From the dock on Ohrback Lake, all you can see is big trees, a fleet of rowboats, and a warm, sandy beach. It’s surprisingly peaceful, considering Manhattan is less than 10 miles away.  For generations of Boy Scouts, this retreat on Staten Island has offered a close-to-home escape into nature. But in the depths of the Great Recession in 2009, the local scouting council announced they might have to close the camp. So a group of locals, led by a few Eagle Scouts, formed the Committee to Save Pouch Camp. We joined the effort to protect the property, and in 2013, completed a deal to protect nearly 100 acres of the camp with a conservation easement, enabling the camp to keep operating and preventing development forever.

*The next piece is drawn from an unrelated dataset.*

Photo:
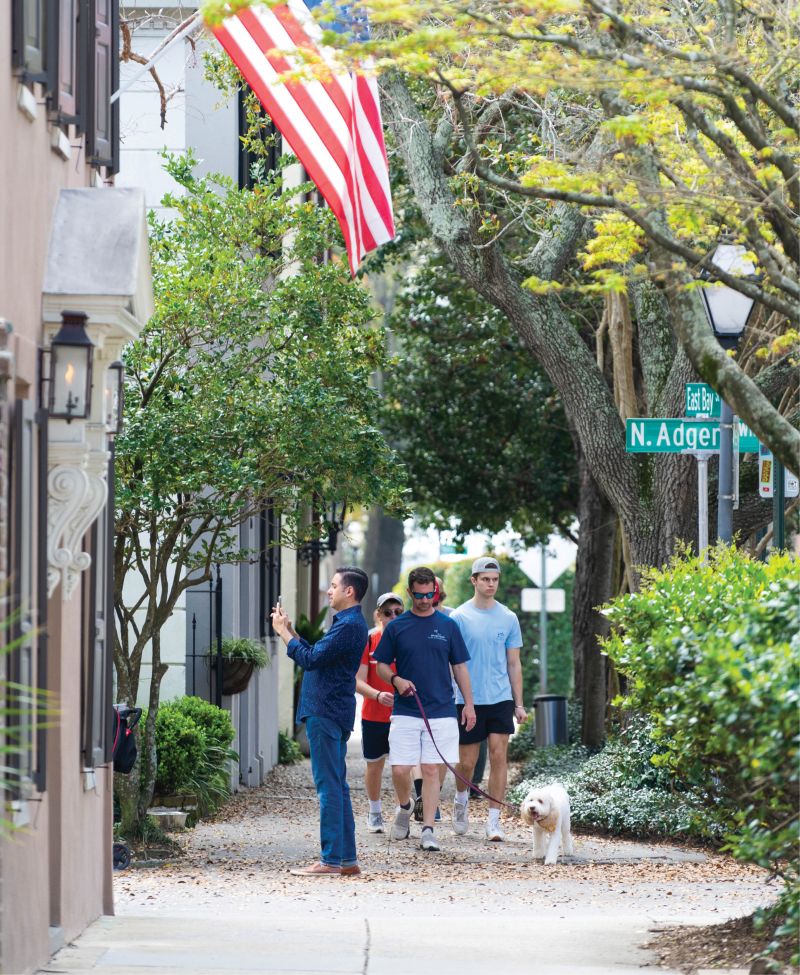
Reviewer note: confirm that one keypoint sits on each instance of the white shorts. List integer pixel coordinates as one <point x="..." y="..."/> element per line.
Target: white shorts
<point x="410" y="743"/>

ny_pouchcamp_07192013_034.jpgAt Pouch Camp on Staten Island, generations of New York City kids have found a friendly escape from city life. Photo credit: Laura Barisonzi

What do you remember about your old summer camp? Share your favorite campfire tales in the comments!

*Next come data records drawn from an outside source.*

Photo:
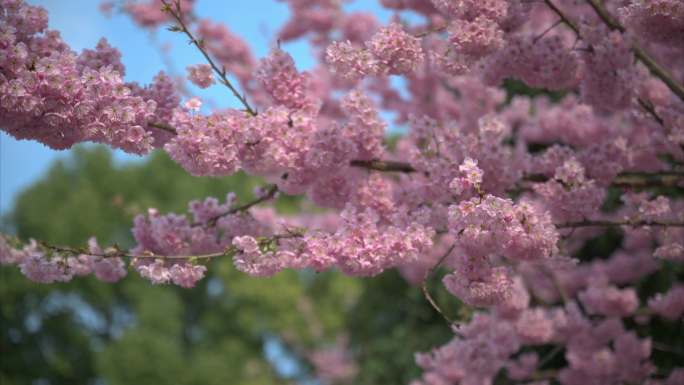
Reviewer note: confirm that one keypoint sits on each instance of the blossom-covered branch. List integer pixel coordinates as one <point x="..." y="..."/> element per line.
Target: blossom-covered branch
<point x="175" y="11"/>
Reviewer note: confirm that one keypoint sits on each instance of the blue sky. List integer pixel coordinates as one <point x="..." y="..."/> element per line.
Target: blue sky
<point x="82" y="25"/>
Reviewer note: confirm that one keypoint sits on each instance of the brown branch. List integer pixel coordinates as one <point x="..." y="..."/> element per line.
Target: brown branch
<point x="656" y="69"/>
<point x="182" y="27"/>
<point x="606" y="223"/>
<point x="383" y="165"/>
<point x="121" y="254"/>
<point x="163" y="126"/>
<point x="426" y="292"/>
<point x="431" y="31"/>
<point x="648" y="107"/>
<point x="564" y="19"/>
<point x="268" y="195"/>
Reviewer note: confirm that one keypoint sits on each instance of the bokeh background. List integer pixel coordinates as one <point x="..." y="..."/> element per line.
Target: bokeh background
<point x="231" y="328"/>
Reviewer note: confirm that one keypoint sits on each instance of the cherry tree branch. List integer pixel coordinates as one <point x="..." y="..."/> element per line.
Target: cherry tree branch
<point x="383" y="165"/>
<point x="268" y="194"/>
<point x="656" y="69"/>
<point x="115" y="252"/>
<point x="426" y="292"/>
<point x="174" y="11"/>
<point x="628" y="223"/>
<point x="163" y="126"/>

Looking forward to the updates
Renee Collier
Carol Strong
Great work
Rita Glasscock
We MUST protect our old camp sites because it is a habitat for all of our wildlife. Also, I went to summer camp from the age of 5 till 12 and it was one of the highlights of my life. Kids are sending WAY TOO MUCH TIME on their phones and other tech devices. They need to begin to appreciate nature and realize how important it is to SAVE OUR BEAUTIFUL PLANET and WILDLIFE !!!!
Cheryl Smith
Summer camp was what I waited for when school ended. I hope enough camps will be available to children now and in the future. It is a developing experience of friendships, environment learning and how to follow instructions , all leading to self approvable and pride.

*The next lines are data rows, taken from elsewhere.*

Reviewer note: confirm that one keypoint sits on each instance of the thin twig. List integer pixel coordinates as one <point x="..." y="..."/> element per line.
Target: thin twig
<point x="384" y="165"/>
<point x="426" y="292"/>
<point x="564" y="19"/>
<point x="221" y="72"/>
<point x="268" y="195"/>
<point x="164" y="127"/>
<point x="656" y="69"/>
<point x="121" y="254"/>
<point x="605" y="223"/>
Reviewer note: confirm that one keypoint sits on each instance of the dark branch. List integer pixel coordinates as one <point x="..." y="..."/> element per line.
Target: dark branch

My old beautiful Easter seals camp in the poconos established in 1945 camp Daddy Allen was closed. It was already located in a state park in the beautiful poconos. Wish is could be or is saved?
Michael Parker
Camp Wyeth in the Columbia River Gorge was a summer camp for kids operated by the Presbyterian Church. During WW II it was a conscientious objectors camp. I attended for two weeks in the summers of 1947 and 1948. What I learned from those experiences left a lasting influence for becoming a landscape architect and activist protecting other precious places
A struggling site in California is Camp Sierra in the Sierra National Forest, kept alive by the Co-op Camp Sierra Family Camp - which despite the demise of the cooperatives that began sponsoring it in 1937 is struggling to stay alive one week a year through the efforts of its families, many in the third generation or more! Check it out for part of next week - or next year - or for your group or event!
Lila Champion-Soulis
I think Trust for Public Land is an important organization. Past President started park system and I think it is an amazing program he started. I think they need to stay PUBLIC. Families use them for recreation and they they are keeping our wildlife safe. It is scary that trump wants to sell them off and I totally disagree.